This AI only needs three seconds of your voice to imitate it
As far as advances in AI video creation have come, a significant amount of source material, such as headshots from various angles or video footage, is still required for someone to create a convincing fake version of their image. When it comes to faking your own voice, that’s a different story, eg Microsoft researchers Recently revealed a new AI tool He can simulate someone’s voice using a sample of only three seconds of them talking.
The new tool, a “Neural Markup Language Paradigm” called VALL-E, It is based on EnCodec audio compression technology from Meta, unveiled late last year, which uses artificial intelligence to compress better-than-CD-quality audio at data rates 10 times smaller than even MP3 files, with no noticeable loss in quality. Meta envisioned EnCodec as a way to improve phone call quality in areas with spotty cellular coverage, or as a way to reduce bandwidth requirements for music streaming services, but Microsoft is leveraging the technology as a way to make text-to-speech audio realistic based on a very limited source sample.
Today’s text-to-speech systems can produce sounds that sound very realistic, which is why the voices of intelligent assistants sound so authentic even though their verbal responses are generated on the fly. But it does require clean, high-quality training data, which is usually captured in a recording studio with professional equipment. Microsoft’s approach makes VALL-E able to simulate almost anyone’s voice without spending weeks in a studio. Instead, the tool is trained with Meta Libri-light datasetwhich contains 60,000 hours of recorded English speech from more than 7,000 unique speakers,” extracted and processed from the audiobooks of LibriVox‘, all in the public domain.

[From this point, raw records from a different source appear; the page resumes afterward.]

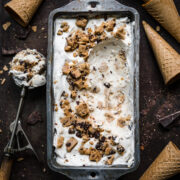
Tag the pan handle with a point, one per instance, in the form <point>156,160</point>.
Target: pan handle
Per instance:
<point>6,167</point>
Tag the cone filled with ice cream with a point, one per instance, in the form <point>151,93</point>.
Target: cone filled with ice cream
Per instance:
<point>165,12</point>
<point>166,165</point>
<point>168,59</point>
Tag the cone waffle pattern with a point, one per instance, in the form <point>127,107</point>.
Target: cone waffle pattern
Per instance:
<point>165,12</point>
<point>166,165</point>
<point>168,59</point>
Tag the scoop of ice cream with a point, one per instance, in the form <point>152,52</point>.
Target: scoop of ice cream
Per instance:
<point>28,68</point>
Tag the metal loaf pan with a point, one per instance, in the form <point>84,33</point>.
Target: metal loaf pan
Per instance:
<point>92,8</point>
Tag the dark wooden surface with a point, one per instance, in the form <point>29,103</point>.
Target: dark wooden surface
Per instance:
<point>156,100</point>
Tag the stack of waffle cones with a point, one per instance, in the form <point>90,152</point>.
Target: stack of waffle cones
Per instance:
<point>166,165</point>
<point>22,10</point>
<point>165,12</point>
<point>168,59</point>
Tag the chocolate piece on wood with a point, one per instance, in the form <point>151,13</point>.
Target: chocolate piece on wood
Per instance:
<point>168,120</point>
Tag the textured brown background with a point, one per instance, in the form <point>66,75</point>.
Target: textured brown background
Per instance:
<point>156,100</point>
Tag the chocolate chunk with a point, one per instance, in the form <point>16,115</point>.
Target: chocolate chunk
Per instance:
<point>34,118</point>
<point>120,149</point>
<point>70,144</point>
<point>108,85</point>
<point>168,120</point>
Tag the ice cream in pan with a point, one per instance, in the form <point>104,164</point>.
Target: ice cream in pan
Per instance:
<point>93,91</point>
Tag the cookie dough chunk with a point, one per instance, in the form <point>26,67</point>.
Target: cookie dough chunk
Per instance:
<point>66,69</point>
<point>60,142</point>
<point>95,155</point>
<point>110,25</point>
<point>110,160</point>
<point>70,144</point>
<point>82,109</point>
<point>120,33</point>
<point>120,149</point>
<point>81,22</point>
<point>65,26</point>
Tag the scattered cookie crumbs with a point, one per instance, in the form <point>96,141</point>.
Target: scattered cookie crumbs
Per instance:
<point>6,25</point>
<point>60,142</point>
<point>20,159</point>
<point>3,81</point>
<point>34,28</point>
<point>70,144</point>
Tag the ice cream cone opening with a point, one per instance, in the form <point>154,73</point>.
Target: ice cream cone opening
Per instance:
<point>16,16</point>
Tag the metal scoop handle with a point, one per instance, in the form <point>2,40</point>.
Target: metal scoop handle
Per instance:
<point>7,160</point>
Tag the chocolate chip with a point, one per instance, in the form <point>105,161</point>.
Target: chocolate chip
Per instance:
<point>68,144</point>
<point>71,131</point>
<point>120,149</point>
<point>107,85</point>
<point>79,134</point>
<point>96,134</point>
<point>102,139</point>
<point>34,118</point>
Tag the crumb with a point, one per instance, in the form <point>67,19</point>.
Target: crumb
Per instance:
<point>20,159</point>
<point>3,81</point>
<point>81,22</point>
<point>34,28</point>
<point>6,25</point>
<point>120,33</point>
<point>95,155</point>
<point>142,148</point>
<point>44,170</point>
<point>109,117</point>
<point>158,28</point>
<point>110,160</point>
<point>60,142</point>
<point>82,109</point>
<point>70,144</point>
<point>5,68</point>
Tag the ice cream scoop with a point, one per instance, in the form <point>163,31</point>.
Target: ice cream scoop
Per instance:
<point>28,68</point>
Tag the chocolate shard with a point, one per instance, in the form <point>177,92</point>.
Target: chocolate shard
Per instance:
<point>168,120</point>
<point>34,118</point>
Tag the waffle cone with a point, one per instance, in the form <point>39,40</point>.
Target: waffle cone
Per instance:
<point>165,12</point>
<point>168,59</point>
<point>22,10</point>
<point>166,165</point>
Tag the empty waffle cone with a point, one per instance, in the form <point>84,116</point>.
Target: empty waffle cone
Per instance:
<point>168,59</point>
<point>165,12</point>
<point>166,165</point>
<point>22,10</point>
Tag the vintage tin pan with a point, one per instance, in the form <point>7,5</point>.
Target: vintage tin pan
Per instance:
<point>91,8</point>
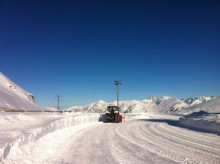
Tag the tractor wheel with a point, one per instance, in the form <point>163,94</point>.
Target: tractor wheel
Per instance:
<point>106,119</point>
<point>116,118</point>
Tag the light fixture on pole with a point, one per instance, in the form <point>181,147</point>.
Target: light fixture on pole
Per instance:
<point>118,83</point>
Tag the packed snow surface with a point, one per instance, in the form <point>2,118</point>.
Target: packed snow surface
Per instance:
<point>81,139</point>
<point>13,97</point>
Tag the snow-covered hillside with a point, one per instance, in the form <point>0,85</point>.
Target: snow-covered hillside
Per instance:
<point>163,104</point>
<point>13,97</point>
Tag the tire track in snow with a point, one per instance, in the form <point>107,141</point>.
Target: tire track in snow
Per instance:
<point>141,142</point>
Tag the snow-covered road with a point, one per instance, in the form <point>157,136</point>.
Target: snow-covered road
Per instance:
<point>139,141</point>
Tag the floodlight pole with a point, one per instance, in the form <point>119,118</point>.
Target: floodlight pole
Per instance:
<point>117,83</point>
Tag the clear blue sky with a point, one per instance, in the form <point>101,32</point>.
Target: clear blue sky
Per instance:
<point>77,48</point>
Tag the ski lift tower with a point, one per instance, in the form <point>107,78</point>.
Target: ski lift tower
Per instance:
<point>118,83</point>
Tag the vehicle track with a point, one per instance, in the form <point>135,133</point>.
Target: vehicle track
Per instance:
<point>140,141</point>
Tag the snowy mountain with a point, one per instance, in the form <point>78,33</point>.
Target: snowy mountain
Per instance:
<point>13,97</point>
<point>163,104</point>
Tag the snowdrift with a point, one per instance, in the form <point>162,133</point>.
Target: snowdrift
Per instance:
<point>32,127</point>
<point>204,117</point>
<point>13,97</point>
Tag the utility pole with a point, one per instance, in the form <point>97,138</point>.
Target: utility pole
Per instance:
<point>58,102</point>
<point>118,83</point>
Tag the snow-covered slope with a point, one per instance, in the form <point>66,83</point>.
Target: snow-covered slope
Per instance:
<point>212,106</point>
<point>13,97</point>
<point>163,104</point>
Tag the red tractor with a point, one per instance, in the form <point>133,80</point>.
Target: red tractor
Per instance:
<point>112,115</point>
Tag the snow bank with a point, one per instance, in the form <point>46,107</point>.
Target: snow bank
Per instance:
<point>202,121</point>
<point>13,97</point>
<point>31,134</point>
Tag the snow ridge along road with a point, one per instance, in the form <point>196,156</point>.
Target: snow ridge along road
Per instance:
<point>139,141</point>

Microsoft shared a file Wide range of samples generated by VALL-E So you can hear for yourself just how great its voice simulation capabilities are, though results are currently mixed. The tool sometimes has difficulty recreating accents, including even subtle accents from the original samples where the speaker sounds Irish, and its ability to change emotions in a given sentence is laughable at times. But more often than not, the samples generated by VALL-E sound natural, warm, and are almost impossible to distinguish from the original speakers in the three-second source clips.
In its current form, trained at Libre Lite, VALL-E is limited to simulating English speech, and although its performance is still not perfect, it will definitely improve as its model dataset expands. However, it will be up to Microsoft researchers to improve VALL-E, as the team does not publish the source code for the tool. in Recently published research article Detailing the development of VALL-E, its creators fully understand the risks it poses:
Because VALL-E can synthesize speech that preserves the speaker’s identity, it may have potential risks of model abuse, such as voice recognition spoofing or impersonation of a specific speaker. To mitigate these risks, it is possible to build a detection model to differentiate whether a sound clip was synthesized by VALL-E. We will also apply Microsoft Principles of Artificial Intelligence When we continue to develop models.
“Pop culture advocate. Troublemaker. Friendly student. Proud problem solver.”